Yeah, the founders haven't been too happy with the direction TPB has taken since it got handed over to another team


----------



## raindog308 (Dec 11, 2014)

The Pirate Bay was...meh.  Ancient software and poor community.  Dumb actions like forcing people to use magnets (I don't mind them but some people don't and they can be a headache depending on how you work).  Poor search.  Tons of dead torrents.

KAT is so much more friendly and easy to use.  Great community.

I truly do not understand how KAT operates, while TPB cannot.  KAT to me seems like TPB perfected.  KAT says they honor DMCAs but seriously...


----------



## RosenHost (Dec 11, 2014)

I hope they will come back from the ashes. Now I can not EZTV either


----------



## drmike (Dec 15, 2014)

Speaking of KAT... had been kat.ph for a long time....
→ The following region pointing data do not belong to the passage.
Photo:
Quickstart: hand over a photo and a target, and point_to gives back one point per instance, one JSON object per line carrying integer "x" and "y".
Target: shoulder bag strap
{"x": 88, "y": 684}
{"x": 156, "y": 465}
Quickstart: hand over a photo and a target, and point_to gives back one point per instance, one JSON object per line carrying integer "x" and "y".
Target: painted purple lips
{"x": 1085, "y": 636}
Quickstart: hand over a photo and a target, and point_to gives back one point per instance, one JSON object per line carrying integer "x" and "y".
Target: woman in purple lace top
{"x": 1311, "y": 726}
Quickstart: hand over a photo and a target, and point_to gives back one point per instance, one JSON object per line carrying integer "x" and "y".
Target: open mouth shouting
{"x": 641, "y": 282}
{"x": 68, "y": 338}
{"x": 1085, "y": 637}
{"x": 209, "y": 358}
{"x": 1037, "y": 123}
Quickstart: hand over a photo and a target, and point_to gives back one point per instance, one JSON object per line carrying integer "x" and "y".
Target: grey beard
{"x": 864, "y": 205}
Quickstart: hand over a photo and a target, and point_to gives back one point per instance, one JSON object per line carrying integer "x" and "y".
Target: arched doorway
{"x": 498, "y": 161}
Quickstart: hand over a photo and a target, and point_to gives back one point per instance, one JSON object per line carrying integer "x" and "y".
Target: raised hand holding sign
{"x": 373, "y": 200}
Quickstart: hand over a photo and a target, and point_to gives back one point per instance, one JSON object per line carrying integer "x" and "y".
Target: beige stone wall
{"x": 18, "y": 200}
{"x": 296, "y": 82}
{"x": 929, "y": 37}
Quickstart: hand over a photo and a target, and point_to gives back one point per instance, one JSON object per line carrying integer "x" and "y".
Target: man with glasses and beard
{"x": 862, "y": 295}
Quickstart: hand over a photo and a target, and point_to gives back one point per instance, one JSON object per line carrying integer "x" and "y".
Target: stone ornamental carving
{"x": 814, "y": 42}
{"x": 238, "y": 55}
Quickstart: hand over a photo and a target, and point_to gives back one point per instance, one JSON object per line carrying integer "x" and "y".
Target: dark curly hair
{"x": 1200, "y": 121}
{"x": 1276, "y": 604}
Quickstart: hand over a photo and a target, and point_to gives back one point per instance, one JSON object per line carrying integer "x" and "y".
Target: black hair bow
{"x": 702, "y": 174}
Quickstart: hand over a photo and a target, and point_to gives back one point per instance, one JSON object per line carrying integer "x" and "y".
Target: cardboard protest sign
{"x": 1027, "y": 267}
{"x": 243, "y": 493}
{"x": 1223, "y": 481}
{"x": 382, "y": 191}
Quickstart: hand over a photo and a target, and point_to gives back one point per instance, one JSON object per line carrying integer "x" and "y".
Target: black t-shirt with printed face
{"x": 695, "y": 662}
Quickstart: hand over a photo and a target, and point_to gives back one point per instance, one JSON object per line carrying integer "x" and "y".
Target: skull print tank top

Now doing a redirect on their domain to:

http://kickass.so/

Bad timing for a change... Anyone in the know as to why?


----------



## ChrisM (Dec 15, 2014)

drmike said:


> Speaking of KAT... had been kat.ph for a long time....
> 
> Now doing a redirect on their domain to:
> 
> ...


_I noticed that while looking for legal opensource software today. _So far this year I have seen them use .to and .ph and atleast one other extension. I think its to help deter user downtime incase of domain seizure to let people know what domains they could use to connect.


----------